JSNP Excellent Presentation Award for AsCNP 2015の授賞式は先述のように大会のClosing Ceremonyの時間にClosing Ceremonyとは別の部屋の会場において行われましたが、その部屋で授賞式が行われることは、なんと本大会では事前には一部の応募者に通知が届いたのみであったようです。私の方には不運にも通知が届いておらず、授賞式の開始時、私は実際にClosing Ceremonyに参加しておりましたが、その途中で、同一所属機関の池田和隆日本神経精神薬理学会(JSNP)現理事長に声を掛けられ、慌てて授賞式会場へ案内されて、漸くそこで授賞式が行われることを理解しました。後で聞きましたが、池田理事長もClosing Ceremonyの時に別の先生よりそのことをご教示頂いたそうです。そのようにして、バタバタとした状況の中、授賞式に臨むこととなりましたが、なんとか受賞者発表の時間に間に合い、記念撮影も受けることができました(図4)。
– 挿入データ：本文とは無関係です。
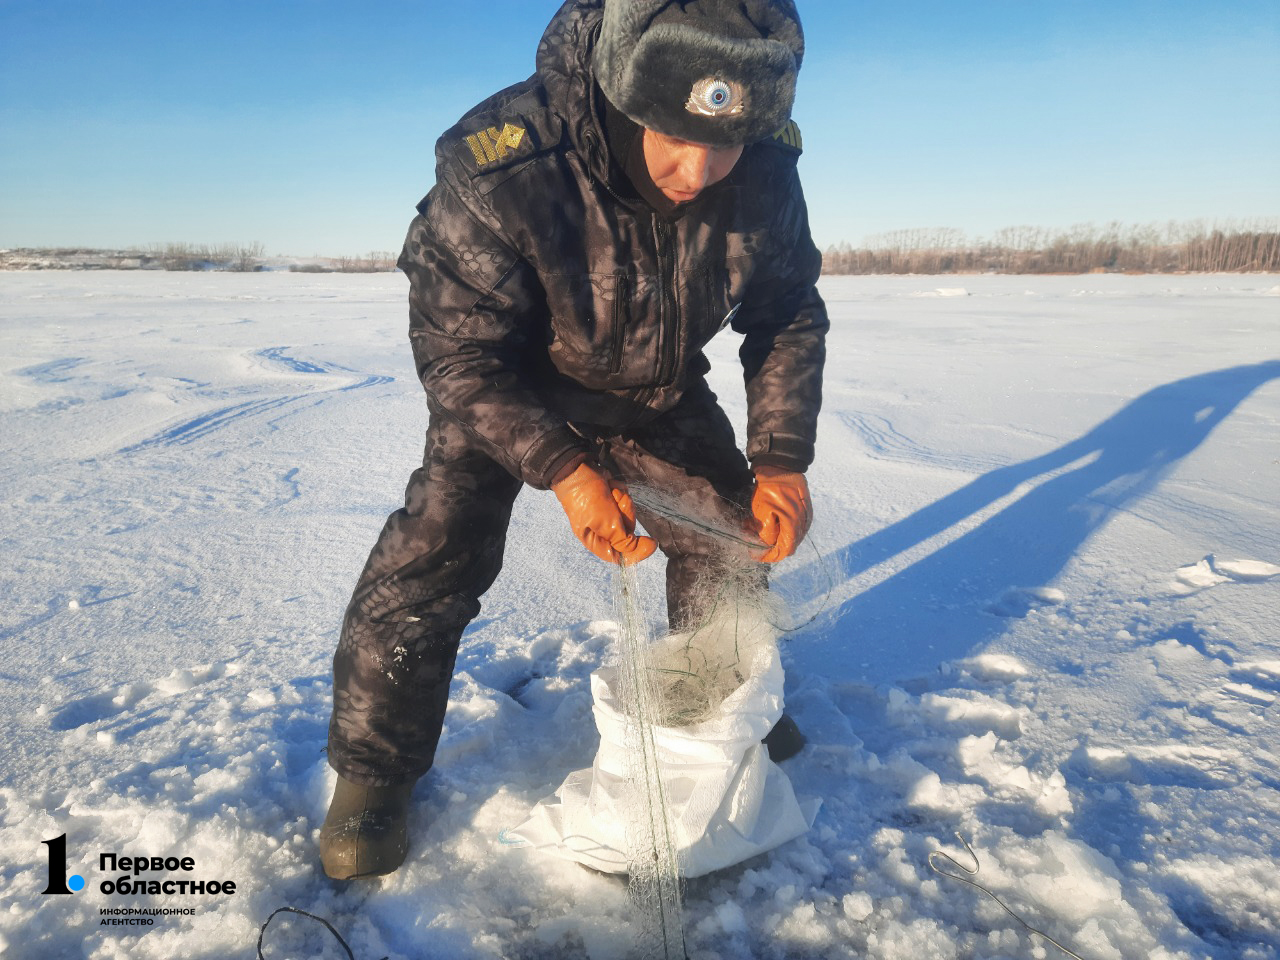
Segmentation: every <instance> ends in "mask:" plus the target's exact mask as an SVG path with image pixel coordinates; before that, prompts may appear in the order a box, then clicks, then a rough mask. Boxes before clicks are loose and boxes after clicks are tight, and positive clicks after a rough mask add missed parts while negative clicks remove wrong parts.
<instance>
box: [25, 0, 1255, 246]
mask: <svg viewBox="0 0 1280 960" xmlns="http://www.w3.org/2000/svg"><path fill="white" fill-rule="evenodd" d="M557 6H558V3H556V0H488V1H486V3H484V4H471V3H436V1H434V0H416V1H410V0H364V1H362V3H356V1H355V0H348V1H347V3H332V1H330V0H280V1H273V0H257V1H255V3H246V1H220V0H205V1H204V3H174V1H173V0H165V1H164V3H154V1H152V0H122V1H119V3H108V1H106V0H101V1H96V0H81V1H79V3H72V1H69V0H38V1H32V0H0V247H14V246H72V244H84V246H131V244H148V243H163V242H168V241H188V242H197V243H223V242H244V243H247V242H255V241H257V242H261V243H264V244H265V246H266V248H268V251H269V252H271V253H288V255H296V256H308V255H314V253H320V255H361V253H367V252H370V251H392V250H398V247H399V243H401V241H402V238H403V234H404V228H406V227H407V223H408V219H410V218H411V216H412V212H413V210H412V207H413V204H415V202H417V200H419V198H420V197H421V195H422V193H425V192H426V189H428V188H429V187H430V186H431V182H433V178H434V173H433V168H434V161H433V145H434V141H435V138H436V137H438V136H439V134H440V133H442V132H443V131H444V129H445V128H447V127H448V125H451V124H452V123H453V122H454V120H456V119H457V116H458V115H460V114H462V113H463V111H465V110H466V109H467V108H470V106H471V105H472V104H474V102H476V101H479V100H481V99H483V97H485V96H486V95H489V93H490V92H493V91H495V90H498V88H499V87H503V86H506V84H508V83H513V82H516V81H518V79H522V78H524V77H526V76H527V74H529V73H531V72H532V65H534V50H535V46H536V42H538V37H539V36H540V33H541V29H543V27H544V26H545V23H547V20H548V19H549V18H550V15H552V14H553V13H554V10H556V9H557ZM797 6H799V9H800V12H801V17H803V19H804V23H805V32H806V38H808V55H806V60H805V67H804V69H803V72H801V76H800V91H799V97H797V102H796V111H795V116H796V119H797V122H799V123H800V125H801V128H803V131H804V137H805V155H804V157H803V159H801V172H803V177H804V182H805V189H806V193H808V197H809V204H810V210H812V220H813V230H814V237H815V239H817V241H818V243H819V246H827V244H829V243H836V242H840V241H849V242H851V243H855V244H856V243H858V242H859V241H861V239H863V238H864V237H867V236H869V234H877V233H884V232H890V230H895V229H905V228H928V227H952V228H959V229H963V230H965V232H966V233H969V234H972V236H980V234H984V233H991V232H993V230H995V229H997V228H1000V227H1005V225H1016V224H1034V225H1041V227H1069V225H1071V224H1078V223H1089V221H1092V223H1096V224H1102V223H1107V221H1110V220H1120V221H1125V223H1148V221H1164V220H1170V219H1175V220H1192V219H1206V220H1213V219H1235V220H1242V219H1252V218H1267V219H1272V220H1274V219H1276V216H1277V215H1280V4H1277V3H1276V1H1275V0H1215V3H1206V1H1203V0H1199V1H1197V3H1184V1H1183V0H1165V1H1164V3H1156V1H1155V0H1111V1H1110V3H1096V1H1094V0H1079V1H1073V0H1062V1H1061V3H1044V1H1043V0H970V3H955V0H950V1H948V3H932V1H920V3H911V1H910V0H904V1H902V3H884V1H883V0H881V1H879V3H867V1H865V0H797Z"/></svg>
なお、本大会において受賞対象となりました私のポスター発表の内容は、主としてpharmacogenetics/pharmacogenomicsに関するもので、他の演題と比較して幾分珍しい内容であったかと思いますが、今回このような立派な賞を頂くことができましたので、受賞者の名に恥じないように、また、受賞を励みとして、今後もNeuropsycopharmacologyの研究の発展に貢献できるよう、精進して参りたいと思います。

写真 - 左上:WPAIC2015色が際立つ会場内の様子。
写真 - 右上:台北101近くの大会会場(Taipei International Convention Center)外観の様子。
写真 - 左下:筆者(後列左から一番目)が発表を行ったシンポジウムにおいてシンポジストを務められたPo-Hsiu Kuo先生 (Taiwan) (後列左から二番目)、Chau-Shoun Lee先生 (Taiwan) (後列右から二番目)、Ichiro Sora 先生 (Japan) (後列右から一番目)、及び座長を務められたChia-Hsiang Chen先生 (Taiwan) (前列左)、Kazutaka Ikeda日本神経精神薬理学会現理事長 (Japan) (前列右)。
写真 - 右下:石郷岡先生と受賞の記念撮影に臨む筆者。